Paris, Seuil, 2020, 392 p.

Zelda, Zina et les autres

Jonathan Kellerman est un nom bien connu dans le monde du polar, tout comme l’est son personnage d’Alex Delaware, psychologue, qui en est à sa trente et unième enquête dans le roman Breakdown.

Alex, un psy spécialisé en pédiatrie (tout comme l’auteur, d’ailleurs), est réclamé par Zelda, une femme qu’il a rencontrée il y a quelques années alors qu’il s’occupait de son garçon, Ovide, en consultation. Bien qu’il ne travaille habituellement pas avec les adultes, Alex accède à la demande de Zelda, intrigué. Celle qu’il rencontre alors n’a plus rien à voir avec la jolie jeune actrice de jadis : elle est confuse, affaiblie, sans domicile fixe, on l’a trouvée en train de creuser dans le jardin d’une luxueuse résidence… Alex tente de lui venir en aide mais, on s’en doute (enquête oblige!), les choses tournent très mal pour Zelda. Autour d’elle, personne ne semble être au courant qu’elle a un garçon. Inquiet, le psychologue en fait une affaire personnelle et se lance dans une enquête pour retrouver le fils de Zelda. Habitué aux expertises judiciaires et au rôle de consultant pour plusieurs enquêtes, il se fie à sa redoutable intuition, qui le sert bien, et à la grande complicité de l’inspecteur Milo Sturgis, pour retracer Ovide et pour tenter de reconstituer la triste existence de Zelda. Et si celle-ci ne divaguait pas? Si sa mère, Zina, avait bel et bien été mystérieusement éliminée, elle aussi? Quand deux autres victimes s’ajoutent à l’affaire, deux femmes de ménage mystérieusement portées disparues dans le voisinage même où on a retrouvé Zelda, l’enquête prend une tout autre ampleur.

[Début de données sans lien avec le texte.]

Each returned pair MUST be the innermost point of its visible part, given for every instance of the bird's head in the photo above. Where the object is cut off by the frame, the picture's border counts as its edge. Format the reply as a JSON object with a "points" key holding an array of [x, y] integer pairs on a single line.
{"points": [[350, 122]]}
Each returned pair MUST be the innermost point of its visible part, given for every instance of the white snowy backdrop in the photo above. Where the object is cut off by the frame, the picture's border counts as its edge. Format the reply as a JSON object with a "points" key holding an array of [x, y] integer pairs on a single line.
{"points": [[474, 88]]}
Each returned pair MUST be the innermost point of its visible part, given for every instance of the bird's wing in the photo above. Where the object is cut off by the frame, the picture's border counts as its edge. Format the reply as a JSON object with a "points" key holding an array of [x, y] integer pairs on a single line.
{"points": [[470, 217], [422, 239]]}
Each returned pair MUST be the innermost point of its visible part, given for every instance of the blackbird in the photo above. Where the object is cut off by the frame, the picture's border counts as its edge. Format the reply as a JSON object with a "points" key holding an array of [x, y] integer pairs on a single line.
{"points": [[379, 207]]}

On est ici dans un polar psychologique, bien entendu, qui mise beaucoup sur les réflexions, les analyses, les déductions et hypothèses. Bien étoffé, le récit, s’il ne constitue pas un page turner haletant, sait néanmoins garder l’intérêt du lecteur tout au long de ses pages. Jonathan Kellerman maîtrise parfaitement son sujet. Il parle de psychose, de bipolarité, de « breakdown », comme le dit le titre, avec aisance et clarté. Son personnage, au-delà de ses méthodes d’enquête, se livre aussi çà et là, et ces bribes d’informations personnelles le rendent attachant. Soyons honnête : le dénouement peut paraître un peu abracadabrant, mais on passe néanmoins un agréable moment à fréquenter une galerie de personnages très diversifiée, allant des avocats aux itinérants, des femmes de ménage aux riches propriétaires, en passant par les inévitables actrices ratées (on est quand même à LA!…). Petite précision : bien qu’on en soit à plus de trente aventures pour Alex Delaware, ce roman n’est pas réservé qu’aux initiés. Il y a bien quelques allusions aux enquêtes précédentes, mais rien qui puisse faire en sorte d’être perdu dans le récit si on n’a pas lu les titres précédents.